Ever since Sen.-elect Bryce Reeves’ victory over entrenched incumbent R. Edward Houck, Spotsylvania Democrat, in November, the spotlight in Virginia (politically, at least) has been shining directly on Republican Lt. Gov. Bill Bolling.
As president of the Senate, Mr. Bolling holds the power to break ties, a power the GOP used to quickly declare that they intended to govern as a majority party. The chamber will be divided evenly at 20-20 once the General Assembly convenes next week.
A Richmond city judge has set aside a lawsuit from Senate Caucus Chairman A. Donald McEachin, Richmond Democrat, seeking to block Mr. Bolling from casting tie-breaking votes on matters such as the all-important task of organizing committees, which determine which bills make to the Chamber’s floor and which die a quiet death without a vote from the full body, calling the challenge premature.
Mr. Bolling’s office has consistently maintained that the lieutenant governor does, in fact, have the power to cast such tie-breaking votes on organizational matters. And on Tuesday, Mr. Bolling clarified his role in a memorandum to members of the Virginia Senate and Senators-elect.
In the memo, he argues the lieutenant governor’s “broad reaching authority” to cast a tie-breaking vote as President of the Senate “applies to every matter that comes before the Senate unless another provision of the Constitution of Virginia has expressly imposed a limit on the lieutenant governor’s authority to cast a vote.”

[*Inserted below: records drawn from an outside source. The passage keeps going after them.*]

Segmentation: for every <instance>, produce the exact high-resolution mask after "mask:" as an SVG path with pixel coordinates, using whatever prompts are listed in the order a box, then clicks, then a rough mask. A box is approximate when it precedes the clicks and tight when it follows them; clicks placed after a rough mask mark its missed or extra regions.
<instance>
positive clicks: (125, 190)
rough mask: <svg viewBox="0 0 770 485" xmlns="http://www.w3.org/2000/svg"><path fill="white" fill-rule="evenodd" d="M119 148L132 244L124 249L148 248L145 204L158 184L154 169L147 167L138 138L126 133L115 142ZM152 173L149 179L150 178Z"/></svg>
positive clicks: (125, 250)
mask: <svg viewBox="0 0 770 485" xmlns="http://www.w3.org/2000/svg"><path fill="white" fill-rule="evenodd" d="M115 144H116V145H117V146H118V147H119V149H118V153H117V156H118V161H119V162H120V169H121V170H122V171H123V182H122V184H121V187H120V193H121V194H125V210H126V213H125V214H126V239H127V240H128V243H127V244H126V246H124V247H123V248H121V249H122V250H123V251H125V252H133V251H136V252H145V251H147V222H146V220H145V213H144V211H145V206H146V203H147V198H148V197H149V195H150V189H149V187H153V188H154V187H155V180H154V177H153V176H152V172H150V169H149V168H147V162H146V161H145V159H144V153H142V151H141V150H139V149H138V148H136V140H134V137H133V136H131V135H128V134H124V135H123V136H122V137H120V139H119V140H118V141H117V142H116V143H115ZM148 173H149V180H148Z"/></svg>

Mr. Bolling also writes that he does, in fact, have the power to cast votes on matters of organization. He points to other areas where the Constitution requires a “majority of members elected” for certain measures, such as appropriations or Constitutional Amendments, to pass.
That language is not used in the section that says that the House and the Senate are tasked with selecting their own officers and determining their own rules, he noted.
Democrats, though, have argued that nothing in the state constitution expressly allows the lieutenant governor “any role” in the chamber’s responsibility to select its officers and settle its rules of procedure.
Mr. Bolling conceded that “members elected” in the cases of voting to issue bonds, elect judges and approve Constitutional amendments do not include the lieutenant governor.
Ironically, he cited the two attorneys general opinions that Mr. McEachin used in the Senate Democrats’ lawsuit - a 1980 opinion from Republican Attorney General Marshall Coleman concluding that the lieutenant governor is not a member of the Senate for the purposes of passing certain bills and another, from Attorney General Jim Gilmore in 1996, affirming the 1980 opinion.
“I recognize that Senators on both sides of the aisle may be disappointed with my conclusions, albeit for entirely different reasons,” he wrote. “However, throughout my service as Lieutenant Governor I have tried to preside over the Senate in a fair and impartial manner, and I will continue to do so.
“In addition, I have taken a solemn oath to uphold the Constitution of Virgina, which allows us to faithfully serve the people who elected us to our offices. I believe that what I have outlined above is a correct and impartial interpretation and application of the Constitution of Virginia, and therefore, I will act accordingly on any matters that come before the Senate.”